Each terraform apply reads the local state and writes back to it after the run. Your state reflects what you built. Theirs reflects what they built. The first person to apply on a given resource type owns the current state going forward. The other person's state is now stale. Their next terraform plan will show changes that do not exist, or miss changes that do. Eventually someone applies on stale state: duplicates appear, or resources that were added get flagged for destruction.

Concurrent applies without a lock. Two terraform apply operations running simultaneously against the same infrastructure — from two developer machines, or from a CI pipeline and a local terminal — will both read state at the same moment. Each makes its changes. Each writes its version of state at the end. Last writer wins. The first apply's state changes are overwritten. Resources it built are now live in the infrastructure but absent from the state file that the second apply wrote.

That is the failure mode that destroys things without an obvious error: not the apply that crashes, but the apply that succeeds and silently orphans resources in the process.

What remote state gives you

Remote state moves the state file to a shared backend — S3 on AWS, Azure Blob Storage on Azure — so every Terraform operation reads and writes from the same source, regardless of which machine or pipeline runs it.

S3 with DynamoDB state locking is the standard AWS pattern:

terraform {
  backend "s3" {
    bucket         = "my-project-tfstate"
    key            = "production/terraform.tfstate"
    region         = "eu-west-1"
    encrypt        = true
    dynamodb_table = "terraform-state-lock"
  }
}

Before any terraform apply or terraform plan begins, Terraform writes a lock entry to the DynamoDB table. No other Terraform operation can run until the lock is released. If a CI job crashes mid-apply, the lock persists — you clear it manually and investigate rather than discovering the consequences of two overlapping state writes later.

The state file itself is encrypted at rest in S3. Outputs that surface sensitive values — database passwords, connection strings, generated private keys — stay encrypted in the bucket rather than sitting in a local file that gets excluded from git but otherwise has no access controls.

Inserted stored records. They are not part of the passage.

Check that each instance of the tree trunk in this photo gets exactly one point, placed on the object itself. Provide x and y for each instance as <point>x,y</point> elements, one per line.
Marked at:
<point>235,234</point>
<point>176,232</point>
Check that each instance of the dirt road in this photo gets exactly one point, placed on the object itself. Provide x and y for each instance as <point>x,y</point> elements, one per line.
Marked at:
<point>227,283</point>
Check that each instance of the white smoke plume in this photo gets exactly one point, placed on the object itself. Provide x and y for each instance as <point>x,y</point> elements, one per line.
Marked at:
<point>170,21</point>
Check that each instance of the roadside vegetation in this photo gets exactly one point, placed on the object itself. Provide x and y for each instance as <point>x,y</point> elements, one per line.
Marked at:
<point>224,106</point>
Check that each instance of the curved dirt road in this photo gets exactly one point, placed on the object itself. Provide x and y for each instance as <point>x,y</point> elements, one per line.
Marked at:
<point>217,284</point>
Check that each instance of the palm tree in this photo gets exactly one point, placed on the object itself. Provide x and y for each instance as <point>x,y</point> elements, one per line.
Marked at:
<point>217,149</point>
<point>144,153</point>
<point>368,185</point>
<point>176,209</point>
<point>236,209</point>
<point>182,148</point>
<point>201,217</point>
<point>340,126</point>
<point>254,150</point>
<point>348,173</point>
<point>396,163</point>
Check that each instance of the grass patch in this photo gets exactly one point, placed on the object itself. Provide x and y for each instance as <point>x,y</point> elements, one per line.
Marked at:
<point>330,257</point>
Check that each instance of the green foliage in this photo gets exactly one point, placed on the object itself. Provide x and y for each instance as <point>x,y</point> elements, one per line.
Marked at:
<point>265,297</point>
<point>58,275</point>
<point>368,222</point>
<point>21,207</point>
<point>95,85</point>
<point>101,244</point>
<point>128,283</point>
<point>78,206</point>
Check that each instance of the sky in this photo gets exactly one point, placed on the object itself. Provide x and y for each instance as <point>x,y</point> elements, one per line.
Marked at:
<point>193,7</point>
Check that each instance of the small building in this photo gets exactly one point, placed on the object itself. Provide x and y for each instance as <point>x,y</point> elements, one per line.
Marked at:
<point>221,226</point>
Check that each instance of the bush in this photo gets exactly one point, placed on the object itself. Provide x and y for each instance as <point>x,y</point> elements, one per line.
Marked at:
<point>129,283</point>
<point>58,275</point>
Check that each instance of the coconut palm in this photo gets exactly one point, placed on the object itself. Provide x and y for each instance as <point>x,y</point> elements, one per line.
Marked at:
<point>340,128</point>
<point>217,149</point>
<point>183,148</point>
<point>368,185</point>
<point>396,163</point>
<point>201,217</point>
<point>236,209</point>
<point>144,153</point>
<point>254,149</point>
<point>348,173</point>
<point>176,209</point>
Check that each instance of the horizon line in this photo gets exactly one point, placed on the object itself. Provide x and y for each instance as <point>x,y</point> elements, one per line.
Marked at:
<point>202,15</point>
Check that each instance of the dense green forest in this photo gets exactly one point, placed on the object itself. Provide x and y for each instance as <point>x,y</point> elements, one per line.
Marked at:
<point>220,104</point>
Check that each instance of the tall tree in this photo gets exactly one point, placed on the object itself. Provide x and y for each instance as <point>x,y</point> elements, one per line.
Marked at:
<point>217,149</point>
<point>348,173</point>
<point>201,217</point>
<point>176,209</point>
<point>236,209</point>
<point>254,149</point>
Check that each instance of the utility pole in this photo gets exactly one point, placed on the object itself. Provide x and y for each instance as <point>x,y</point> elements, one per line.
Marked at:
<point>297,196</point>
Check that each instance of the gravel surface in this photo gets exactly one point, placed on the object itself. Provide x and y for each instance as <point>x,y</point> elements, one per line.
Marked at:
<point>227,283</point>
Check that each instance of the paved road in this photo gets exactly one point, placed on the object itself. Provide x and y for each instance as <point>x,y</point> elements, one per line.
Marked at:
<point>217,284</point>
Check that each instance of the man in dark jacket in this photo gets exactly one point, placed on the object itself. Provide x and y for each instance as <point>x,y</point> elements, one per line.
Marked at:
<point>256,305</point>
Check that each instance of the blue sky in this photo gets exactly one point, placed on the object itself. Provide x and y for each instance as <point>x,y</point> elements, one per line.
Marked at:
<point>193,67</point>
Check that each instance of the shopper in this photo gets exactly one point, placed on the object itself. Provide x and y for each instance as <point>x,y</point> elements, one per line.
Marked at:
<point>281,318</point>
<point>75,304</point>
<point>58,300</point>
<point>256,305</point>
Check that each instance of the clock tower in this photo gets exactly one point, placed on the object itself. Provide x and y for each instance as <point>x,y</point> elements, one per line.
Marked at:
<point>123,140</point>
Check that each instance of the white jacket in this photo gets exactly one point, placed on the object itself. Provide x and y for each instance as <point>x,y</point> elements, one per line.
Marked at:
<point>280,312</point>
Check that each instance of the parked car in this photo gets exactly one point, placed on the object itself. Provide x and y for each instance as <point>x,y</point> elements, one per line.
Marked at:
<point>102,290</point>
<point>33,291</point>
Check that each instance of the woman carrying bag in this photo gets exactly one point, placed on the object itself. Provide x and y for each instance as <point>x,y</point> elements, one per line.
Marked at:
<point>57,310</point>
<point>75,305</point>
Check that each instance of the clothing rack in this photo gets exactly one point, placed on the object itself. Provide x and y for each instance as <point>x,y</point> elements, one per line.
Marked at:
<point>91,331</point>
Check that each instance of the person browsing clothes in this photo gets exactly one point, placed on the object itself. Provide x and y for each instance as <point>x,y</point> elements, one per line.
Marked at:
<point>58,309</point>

The Azure equivalent uses Azure Blob Storage with blob lease locking:

terraform {
  backend "azurerm" {
    resource_group_name  = "rg-tfstate"
    storage_account_name = "myprojecttfstate"
    container_name       = "tfstate"
    key                  = "production.tfstate"
  }
}

Azure applies a lease lock automatically when any Terraform operation begins. No additional locking resource is needed.

The takeaway

Local state is fine for a proof of concept running on one machine. The moment CI touches your infrastructure — or a second person runs terraform apply — local state has already failed. You just have not seen the consequences yet. Remote state with locking is what makes terraform apply safe to use in any workflow beyond solo experimentation.